The axis 178 formed from the center of rotation 166 through the cornea center 164 to the pupil 162 comprises the optical axis of the eye. A gaze vector 180 may also be referred to as the line of sight or visual axis which extends from the fovea through the center of the pupil 162. In some embodiments, the optical axis is determined and a small correction is determined through user calibration to obtain the visual axis which is selected as the gaze vector. For each end user, a virtual object may be displayed by the display device at each of a number of predetermined positions at different horizontal and vertical positions. An optical axis may be computed for each eye during display of the object at each position, and a ray modeled as extending from the position into the user's eye. A gaze offset angle with horizontal and vertical components may be determined based on how the optical axis must be moved to align with the modeled ray. From the different positions, an average gaze offset angle with horizontal or vertical components can be selected as the small correction to be applied to each computed optical axis. In some embodiments, only a horizontal component is used for the gaze offset angle correction.

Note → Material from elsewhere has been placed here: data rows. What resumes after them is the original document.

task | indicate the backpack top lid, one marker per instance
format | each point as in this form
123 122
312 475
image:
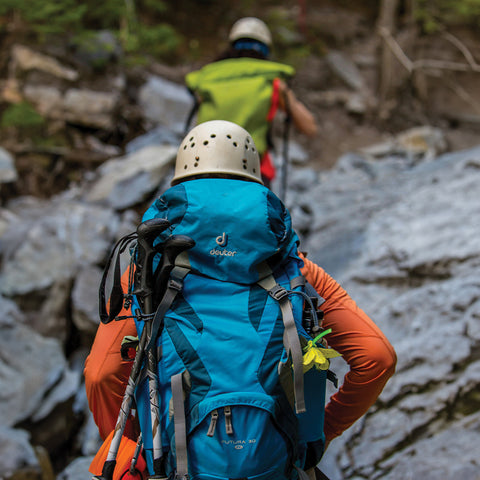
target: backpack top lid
237 226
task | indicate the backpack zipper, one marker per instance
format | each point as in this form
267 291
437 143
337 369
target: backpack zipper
228 420
213 422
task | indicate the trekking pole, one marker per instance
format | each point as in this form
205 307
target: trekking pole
147 232
171 248
286 129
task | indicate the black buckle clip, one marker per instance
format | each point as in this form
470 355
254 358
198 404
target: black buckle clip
278 293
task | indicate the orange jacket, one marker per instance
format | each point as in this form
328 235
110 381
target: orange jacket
369 354
364 347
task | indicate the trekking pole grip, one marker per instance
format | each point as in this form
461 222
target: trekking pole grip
147 232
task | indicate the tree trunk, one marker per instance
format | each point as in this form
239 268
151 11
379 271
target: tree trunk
386 22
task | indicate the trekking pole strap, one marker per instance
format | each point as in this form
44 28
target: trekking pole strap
290 337
180 426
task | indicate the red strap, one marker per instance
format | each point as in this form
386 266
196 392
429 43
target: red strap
267 168
274 100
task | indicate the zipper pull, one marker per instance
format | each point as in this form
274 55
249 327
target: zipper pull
228 420
213 422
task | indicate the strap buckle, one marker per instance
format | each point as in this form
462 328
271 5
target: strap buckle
278 292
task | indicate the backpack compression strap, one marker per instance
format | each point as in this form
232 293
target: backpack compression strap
291 340
174 286
180 426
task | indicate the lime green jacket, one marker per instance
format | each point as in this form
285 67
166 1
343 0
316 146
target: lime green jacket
238 90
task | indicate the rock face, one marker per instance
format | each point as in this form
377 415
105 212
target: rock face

As depicted in FIG. 2C, the gaze vectors 180l and 180r are not perfectly parallel as the vectors become closer together as they extend from the eyeball into the field of view at a point of gaze. At each display optical system 14, the gaze vector 180 appears to intersect the optical axis upon which the sensor detection area 139 is centered. In this configuration, the optical axes are aligned with the inter-pupillary distance (IPD). When an end user is looking straight ahead, the IPD measured is also referred to as the far IPD.

FIG. 2D depicts one embodiment of a portion of an HMD 2 in which gaze vectors extending to a point of gaze are used for aligning a near inter-pupillary distance (IPD). HMD 2 is one example of a mobile device, such as mobile device 19 in FIG. 1. As depicted, the cornea 168l of the left eye is rotated to the right or towards the end user's nose, and the cornea 168r of the right eye is rotated to the left or towards the end user's nose. Both pupils are gazing at a real object 194 within a particular distance of the end user. Gaze vectors 180l and 180r from each eye enter the Panum's fusional region 195 in which real object 194 is located. The Panum's fusional region is the area of single vision in a binocular viewing system like that of human vision. The intersection of the gaze vectors 180l and 180r indicates that the end user is looking at real object 194. At such a distance, as the eyeballs rotate inward, the distance between their pupils decreases to a near IPD. The near IPD is typically about 4 mm less than the far IPD. A near IPD distance criteria (e.g., a point of gaze at less than four feet from the end user) may be used to switch or adjust the IPD alignment of the display optical systems 14 to that of the near IPD. For the near IPD, each display optical system 14 may be moved toward the end user's nose so the optical axis, and detection area 139, moves toward the nose a few millimeters as represented by detection areas 139ln and 139rn.

More information about determining the IPD for an end user of an HMD and adjusting the display optical systems accordingly can be found in U.S. patent application Ser. No. 13/250,878, entitled “Personal Audio/Visual System,” filed Sep. 30, 2011, which is herein incorporated by reference in its entirety.

FIG. 2E depicts one embodiment of a portion of an HMD 2 with movable display optical systems including gaze detection elements. What appears as a lens for each eye represents a display optical system 14 for each eye (i.e., 14l and 14r). A display optical system includes a see-through lens and optical elements (e.g. mirrors, filters) for seamlessly fusing virtual content with the actual direct real world view seen through the lenses of the HMD. A display optical system 14 has an optical axis which is generally in the center of the see-through lens in which light is generally collimated to provide a distortionless view. For example, when an eye care professional fits an ordinary pair of eyeglasses to an end user's face, the glasses are usually fit such that they sit on the end user's nose at a position where each pupil is aligned with the center or optical axis of the respective lens resulting in generally collimated light reaching the end user's eye for a clear or distortionless view.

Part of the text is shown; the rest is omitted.